Я снова посмотрела в сторону благородного красавца с независимым характером, названного Центурионом. У такого существа не может быть плохих детей! Не должно быть!

— А он не сделает ничего плохого нашей Марии? — обеспокоенно спросил Никки.

— Центурион любит своих подруг больше, чем людей, — сказал Сэйвил. — И нежно заботится о них.

— Неизвестно еще, как она позаботится о нем, — напомнила я.

— Не беспокойтесь, миссис Сандерс, — уверенным тоном сказал граф, — мы тут знаем, как справляться со своевольными леди.

Снова в его словах мне почудился намек… Да что ж это я? Фу, как противно!

Сэйвил с улыбкой обратился к Никки:

— Хочешь посмотреть на однолеток?

— Очень, сэр!

Мы двинулись в другом направлении.
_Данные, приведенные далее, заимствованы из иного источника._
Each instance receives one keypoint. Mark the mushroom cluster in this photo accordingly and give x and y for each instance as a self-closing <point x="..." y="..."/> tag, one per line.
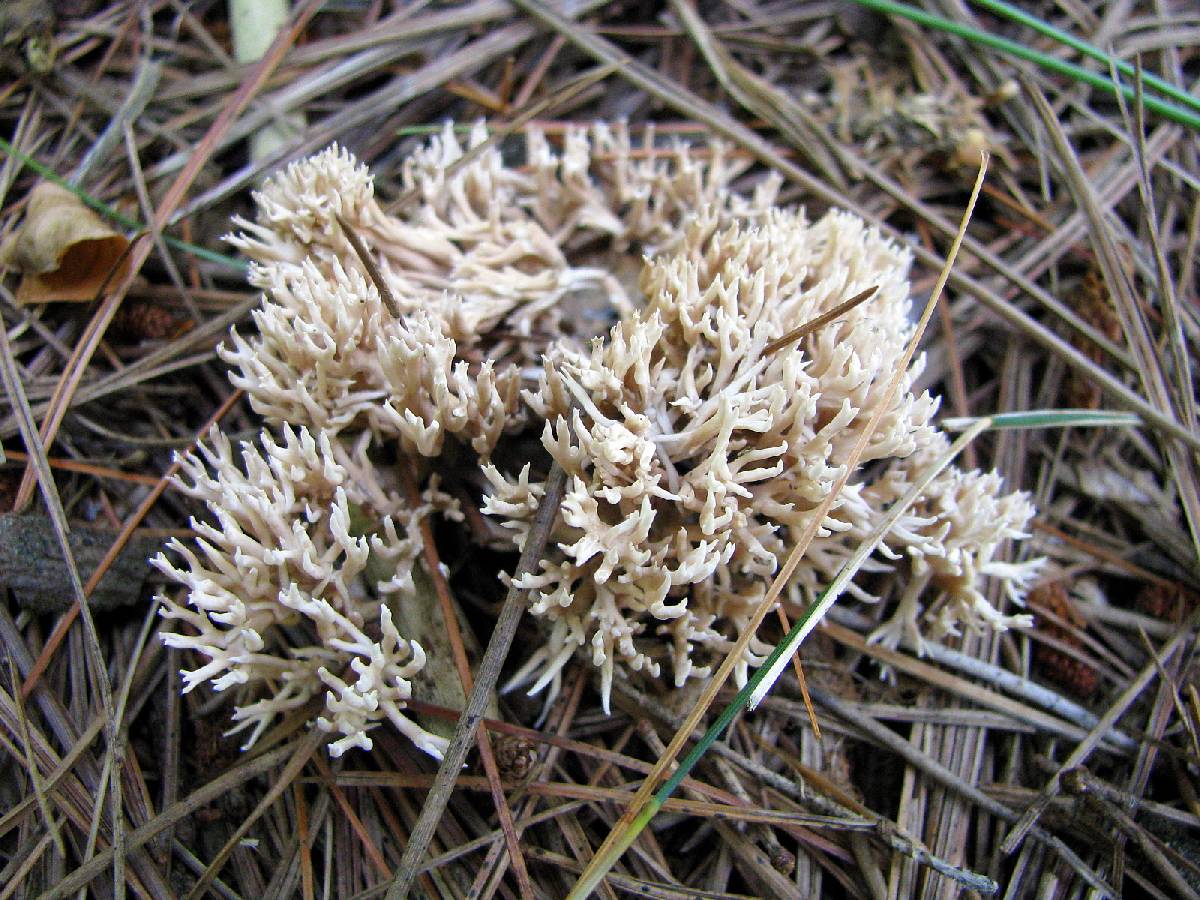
<point x="282" y="599"/>
<point x="276" y="597"/>
<point x="695" y="455"/>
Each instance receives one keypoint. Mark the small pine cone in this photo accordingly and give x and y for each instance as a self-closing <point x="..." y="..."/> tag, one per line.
<point x="1069" y="672"/>
<point x="1059" y="665"/>
<point x="515" y="757"/>
<point x="1163" y="601"/>
<point x="1093" y="303"/>
<point x="9" y="481"/>
<point x="147" y="321"/>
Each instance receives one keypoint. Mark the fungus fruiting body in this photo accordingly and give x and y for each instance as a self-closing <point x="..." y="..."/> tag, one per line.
<point x="695" y="451"/>
<point x="694" y="456"/>
<point x="277" y="604"/>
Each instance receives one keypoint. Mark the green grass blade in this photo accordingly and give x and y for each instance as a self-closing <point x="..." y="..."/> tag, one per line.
<point x="1168" y="111"/>
<point x="1049" y="419"/>
<point x="1044" y="28"/>
<point x="113" y="215"/>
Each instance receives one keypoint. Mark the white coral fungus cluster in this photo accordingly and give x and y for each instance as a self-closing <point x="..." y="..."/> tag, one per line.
<point x="695" y="459"/>
<point x="277" y="603"/>
<point x="480" y="264"/>
<point x="279" y="597"/>
<point x="694" y="456"/>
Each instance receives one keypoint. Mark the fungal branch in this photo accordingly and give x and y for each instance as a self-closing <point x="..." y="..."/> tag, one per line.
<point x="715" y="423"/>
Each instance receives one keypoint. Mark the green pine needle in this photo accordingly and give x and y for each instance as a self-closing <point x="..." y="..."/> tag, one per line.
<point x="1182" y="115"/>
<point x="124" y="221"/>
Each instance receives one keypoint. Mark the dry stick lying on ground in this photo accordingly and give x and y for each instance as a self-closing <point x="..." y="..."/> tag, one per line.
<point x="489" y="672"/>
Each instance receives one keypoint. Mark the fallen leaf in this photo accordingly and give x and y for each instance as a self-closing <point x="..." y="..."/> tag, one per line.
<point x="63" y="250"/>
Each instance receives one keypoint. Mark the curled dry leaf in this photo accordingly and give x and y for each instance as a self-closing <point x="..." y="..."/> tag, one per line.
<point x="63" y="250"/>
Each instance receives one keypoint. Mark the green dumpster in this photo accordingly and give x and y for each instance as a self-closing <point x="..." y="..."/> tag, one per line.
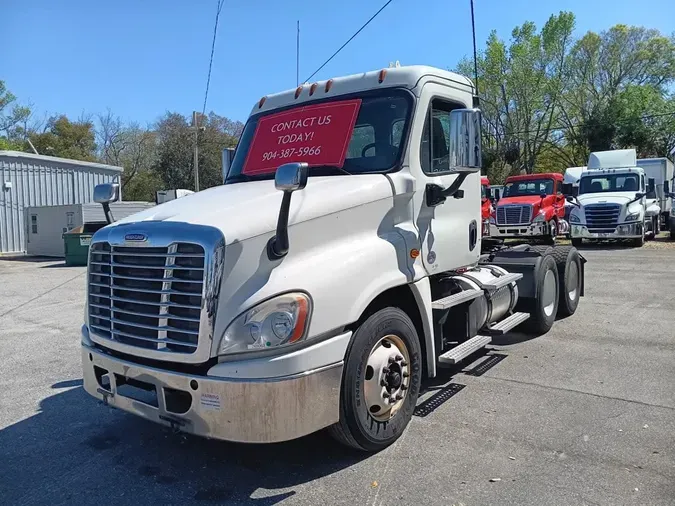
<point x="76" y="243"/>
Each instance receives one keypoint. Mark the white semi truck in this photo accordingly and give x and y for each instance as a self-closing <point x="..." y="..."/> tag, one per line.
<point x="615" y="200"/>
<point x="339" y="265"/>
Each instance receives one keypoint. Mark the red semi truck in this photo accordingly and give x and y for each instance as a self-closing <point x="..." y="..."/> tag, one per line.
<point x="486" y="208"/>
<point x="532" y="206"/>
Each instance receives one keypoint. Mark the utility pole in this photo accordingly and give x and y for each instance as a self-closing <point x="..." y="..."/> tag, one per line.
<point x="196" y="162"/>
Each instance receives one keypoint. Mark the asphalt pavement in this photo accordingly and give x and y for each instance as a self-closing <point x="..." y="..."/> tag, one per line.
<point x="582" y="415"/>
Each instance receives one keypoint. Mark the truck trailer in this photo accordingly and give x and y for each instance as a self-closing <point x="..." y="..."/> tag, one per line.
<point x="325" y="280"/>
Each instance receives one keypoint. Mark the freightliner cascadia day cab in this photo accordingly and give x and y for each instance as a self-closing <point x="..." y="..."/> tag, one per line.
<point x="339" y="265"/>
<point x="486" y="208"/>
<point x="532" y="206"/>
<point x="615" y="201"/>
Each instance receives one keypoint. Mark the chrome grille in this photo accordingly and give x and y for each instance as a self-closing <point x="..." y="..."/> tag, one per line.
<point x="514" y="214"/>
<point x="602" y="218"/>
<point x="147" y="297"/>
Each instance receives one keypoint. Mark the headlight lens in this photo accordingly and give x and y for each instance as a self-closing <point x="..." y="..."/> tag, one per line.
<point x="276" y="322"/>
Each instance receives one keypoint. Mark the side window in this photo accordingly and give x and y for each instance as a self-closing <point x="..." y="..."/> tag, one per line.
<point x="434" y="152"/>
<point x="362" y="136"/>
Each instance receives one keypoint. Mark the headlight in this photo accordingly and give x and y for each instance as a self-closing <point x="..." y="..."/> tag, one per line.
<point x="275" y="322"/>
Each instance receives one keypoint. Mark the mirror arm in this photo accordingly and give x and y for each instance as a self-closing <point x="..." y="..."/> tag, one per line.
<point x="108" y="213"/>
<point x="277" y="246"/>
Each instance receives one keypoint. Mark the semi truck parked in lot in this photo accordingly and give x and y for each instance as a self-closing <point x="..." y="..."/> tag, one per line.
<point x="486" y="208"/>
<point x="661" y="171"/>
<point x="615" y="201"/>
<point x="532" y="206"/>
<point x="323" y="281"/>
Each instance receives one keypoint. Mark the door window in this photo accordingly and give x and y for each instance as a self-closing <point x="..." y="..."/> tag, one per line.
<point x="434" y="151"/>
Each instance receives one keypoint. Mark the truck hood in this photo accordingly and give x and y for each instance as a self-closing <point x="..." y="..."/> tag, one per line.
<point x="525" y="199"/>
<point x="245" y="210"/>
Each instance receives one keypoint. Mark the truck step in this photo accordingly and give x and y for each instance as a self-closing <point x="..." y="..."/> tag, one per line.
<point x="465" y="349"/>
<point x="503" y="280"/>
<point x="507" y="324"/>
<point x="454" y="300"/>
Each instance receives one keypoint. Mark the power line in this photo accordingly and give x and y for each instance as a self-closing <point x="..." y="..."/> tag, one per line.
<point x="349" y="40"/>
<point x="576" y="125"/>
<point x="213" y="48"/>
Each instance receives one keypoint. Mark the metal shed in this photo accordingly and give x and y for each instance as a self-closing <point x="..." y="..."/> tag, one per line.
<point x="28" y="180"/>
<point x="47" y="224"/>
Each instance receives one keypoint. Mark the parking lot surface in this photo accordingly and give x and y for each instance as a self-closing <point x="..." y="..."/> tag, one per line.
<point x="582" y="415"/>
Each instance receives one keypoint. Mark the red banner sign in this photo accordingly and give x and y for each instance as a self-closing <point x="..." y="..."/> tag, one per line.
<point x="316" y="134"/>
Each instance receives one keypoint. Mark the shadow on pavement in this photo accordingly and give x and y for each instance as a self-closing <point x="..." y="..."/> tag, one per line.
<point x="78" y="451"/>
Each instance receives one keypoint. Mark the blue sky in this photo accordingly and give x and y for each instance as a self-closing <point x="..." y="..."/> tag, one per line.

Никки не отходил от графа, засыпая его вопросами, на которые тот терпеливо отвечал.

Возможно, только сейчас я в полной мере поняла, как не хватает моему сыну общения с мужчиной — ровесником его отца.


В конце обеда я увидела, что Никки почти засыпает, поэтому сразу же после еды поднялась с ним в спальню, оставив Сэйвила за столом перед бутылкой портвейна.

Мальчик почти мгновенно уснул, однако я провела у него в комнате около часа, не решаясь спуститься вниз.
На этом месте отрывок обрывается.